This code doesn't do any outputting yet, it just gathers the data. We now have a bunch of paragraphs in an array, we know their length, and we know roughly how many bytes of HTML were necessary to create them. Let's see what emerge from our statistics.

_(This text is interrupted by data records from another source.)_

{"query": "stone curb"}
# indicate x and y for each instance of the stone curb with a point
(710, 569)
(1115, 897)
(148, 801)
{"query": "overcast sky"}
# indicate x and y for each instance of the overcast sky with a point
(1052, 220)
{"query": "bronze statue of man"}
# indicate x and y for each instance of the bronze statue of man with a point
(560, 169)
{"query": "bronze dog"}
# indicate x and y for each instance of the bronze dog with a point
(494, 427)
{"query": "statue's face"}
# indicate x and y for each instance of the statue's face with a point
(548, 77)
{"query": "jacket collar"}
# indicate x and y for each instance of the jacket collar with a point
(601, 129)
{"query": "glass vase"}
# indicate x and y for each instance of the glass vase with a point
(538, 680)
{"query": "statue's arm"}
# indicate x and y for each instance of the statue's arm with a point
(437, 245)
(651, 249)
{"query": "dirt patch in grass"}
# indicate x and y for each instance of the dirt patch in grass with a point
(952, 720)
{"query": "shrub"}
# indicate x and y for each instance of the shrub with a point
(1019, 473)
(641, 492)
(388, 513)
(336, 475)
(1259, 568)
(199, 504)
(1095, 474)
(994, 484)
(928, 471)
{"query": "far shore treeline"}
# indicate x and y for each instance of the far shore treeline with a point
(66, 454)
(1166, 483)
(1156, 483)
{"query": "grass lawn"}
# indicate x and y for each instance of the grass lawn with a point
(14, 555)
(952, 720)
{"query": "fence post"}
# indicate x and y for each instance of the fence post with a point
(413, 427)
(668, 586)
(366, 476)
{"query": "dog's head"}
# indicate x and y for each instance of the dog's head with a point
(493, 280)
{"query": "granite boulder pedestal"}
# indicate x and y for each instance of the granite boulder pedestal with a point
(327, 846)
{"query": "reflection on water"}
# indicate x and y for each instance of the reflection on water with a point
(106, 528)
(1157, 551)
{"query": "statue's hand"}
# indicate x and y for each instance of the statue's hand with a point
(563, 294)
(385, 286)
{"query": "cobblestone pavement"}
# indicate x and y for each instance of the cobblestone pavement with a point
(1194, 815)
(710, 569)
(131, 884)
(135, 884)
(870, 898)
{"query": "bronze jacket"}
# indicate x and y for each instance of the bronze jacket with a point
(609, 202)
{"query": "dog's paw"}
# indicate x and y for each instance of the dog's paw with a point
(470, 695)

這裡代碼還沒有做輸出部分，它只是聚合數據。現在我們有一系列的文字段（用數組保存），以及它們的長度和生成它們所需要的HTML的大概字節數。現在讓我們來看看統計學帶來了什麼。

Examining the Data

數據分析

Luckily, there are some patterns in the data. In the raw output below, you'll notice there are definite spikes in the number of HTML bytes required to encode lines of text, notably around the title, both sidebars, headers and footers.

幸運的是，數據裡總是存在一些模式。從下面的原始輸出你可以發現有些文本需要大量的HTML來編碼，特別是標題、側邊欄、頁眉和頁腳。

While the number of HTML bytes spikes in places, it remains below average for quite a few lines. On these lines, the text output is rather high. Calculating the density of text to HTML bytes gives us a better understanding of this relationship.

雖然HTML字節數的峰值多次出現，但大部分仍然低於平均值；我們也可以看到在大部分低HTML字節數的字段中，文本輸出卻相當高。通過計算文本與HTML字節數的比率（即密度）可以讓我們更容易明白它們之間的關係：The patterns are more obvious in this density value, so it gives us something concrete to work with.

密度值圖更加清晰地表達了正文的密度更高，這是我們的工作的事實依據。

Filtering the Lines

過濾文本行

The simplest way we can filter lines now is by comparing the density to a fixed threshold, such as 50% or the average density. Finishing the LineWriter class:

過濾文本行的最簡單方法是通過與一個閾值（如50%或者平均值）比較密度值。下面來完成LineWriter類：

def compute_density(self):

「」"Calculate the density for each line, and the average.」"」

total = 0.0
for l in self.lines:
l.density = len(l.text) / float(l.bytes)
total += l.density
# Store for optional use by the neural network.
self.average = total / float(len(self.lines))
def output(self):
「」"Return a string with the useless lines filtered out.」"」
self.compute_density()
output = StringIO.StringIO()
for l in self.lines:
# Check density against threshold.
# Custom filter extensions go here.
if l.density > 0.5:
output.write(l.text)
return output.getvalue()
This rough filter typically gets most of the lines right. All the headers, footers and sidebars text is usually stripped as long as it's not too long. However, if there are long copyright notices, comments, or descriptions of other stories, then those are output too. Also, if there are short lines around inline graphics or adverts within the text, these are not output.

這個粗糙的過濾器能夠獲取大部分正確的文本行。只要頁眉、頁腳和側邊欄文本並不非常長，那麼所有的這些都會被剔除。然而，它仍然會輸出比較長的版本聲明、註釋和對其它故事的概述；在圖片和廣告周邊的比較短小的文本，卻被過濾掉了。

To fix this, we need a more complex filtering heuristic. But instead of spending days working out the logic manually, we'll just grab loads of information about each line and use machine learning to find patterns for us.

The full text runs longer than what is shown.